By Rose Chavez | Food System/Food Equity Coalition

Healthy Archuleta, a local nonprofit in Archuleta County also known as the FSFE — Food Coalition, continues to celebrate the local food heroes that make up the food system in Archuleta County and the surrounding southwest region. 

These individuals uniquely contribute to the community’s vision for a sustainable, health-promoting and equitable local food system so that everyone has access to affordable, nutritious foods. 

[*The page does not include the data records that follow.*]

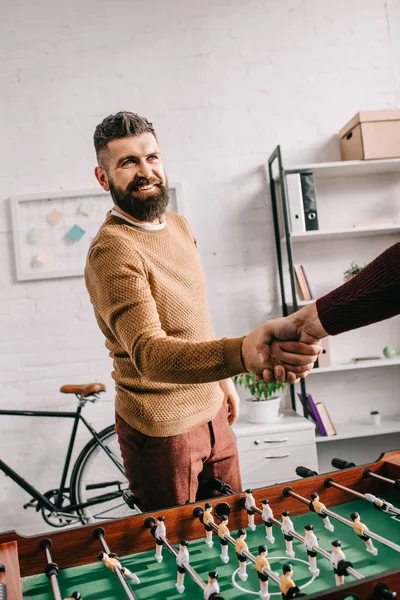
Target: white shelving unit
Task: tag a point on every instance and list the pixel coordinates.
(365, 364)
(348, 168)
(349, 194)
(319, 236)
(354, 429)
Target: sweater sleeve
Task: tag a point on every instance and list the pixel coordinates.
(122, 297)
(371, 296)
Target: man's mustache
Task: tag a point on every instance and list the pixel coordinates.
(141, 181)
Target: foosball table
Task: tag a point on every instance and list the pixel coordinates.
(334, 536)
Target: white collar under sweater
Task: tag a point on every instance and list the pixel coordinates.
(148, 226)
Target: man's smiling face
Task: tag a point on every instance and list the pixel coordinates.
(132, 170)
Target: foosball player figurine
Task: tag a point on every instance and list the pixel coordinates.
(287, 586)
(379, 503)
(182, 559)
(222, 532)
(319, 508)
(361, 530)
(339, 562)
(310, 542)
(249, 504)
(3, 589)
(286, 527)
(266, 515)
(111, 561)
(159, 532)
(212, 587)
(262, 563)
(207, 519)
(240, 546)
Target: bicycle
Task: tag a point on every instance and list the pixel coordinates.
(98, 466)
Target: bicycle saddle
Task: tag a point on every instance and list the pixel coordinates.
(85, 390)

The effort to capture the profiles of these integral community members was initiated as part of the Archuleta Food System Summit that took place April 9. Today, we would like to share the story of Mollie Wells, who shared this narrative with us:

“I’m Mollie Wells from Rio Grande Dairy located in San Luis Valley. I moved to Colorado in 2010 to take over a former raw milk dairy. Before this point, I had worked for two large commercial dairies in central Texas and Georgia while pursuing a degree in animal science at Tarleton State University. I had grown up in Western Kansas on a cattle feedlot. So the idea of local foods was still very new to me, but I loved the idea of being self-sufficient and learning more about farming on a smaller scale. While working on commercial dairies, you are more specialized and I wanted to learn a broader spectrum of farming and a more natural practice.

“Each state handles raw milk differently. In the state of Colorado, raw milk can be distributed through a share program basically you buy into the herd and I care for the animals and provide milk on a weekly basis. I started with four cows and a few goats. The former owner of the dairy had started his customer base in Pagosa so I continued with those customers. Some of those customers are still part of our share program. I eventually joined up with Laz Ewe 2 Bar goat dairy in Del Norte. This dairy milks around 100 head and is a licensed goat cheese dairy. Not only did I provide milk shares for those in Pagosa but attended the farmer’s market selling Laz Ewe cheese.

“I moved to San Luis with my partner in 2020 and have added to my customer base by providing shares to San Luis Valley and Pagosa on a weekly basis. I no longer do cow shares as we all know the drought has affected the southern part of the state tremendously and due to lack of grazing and high hay prices, goats are more economical for our farm. We still sell ... cheese, ... goat fudge and goat soap and lotion, ... goat soap, ... potatoes and veggies. We have also started selling wholes and halves from our own heritage and whey fed pork, wholes and halves from our grass fed lambs and goats and free range turkeys.

“Over the past 12 years, I’ve seen a huge increase in interest in local foods. More and more people are becoming aware of their food. They want to know where it’s coming from and how it’s being produced. I’m always learning new techniques and love being on a smaller scale where I see every aspect of my animals and how they are handled and the product I’m producing. I also love the one on one I have with my customers. The San Luis Valley is my home, but Pagosa has become my second home through our milk share program and hope to continue providing local foods for SLV and the Pagosa area.”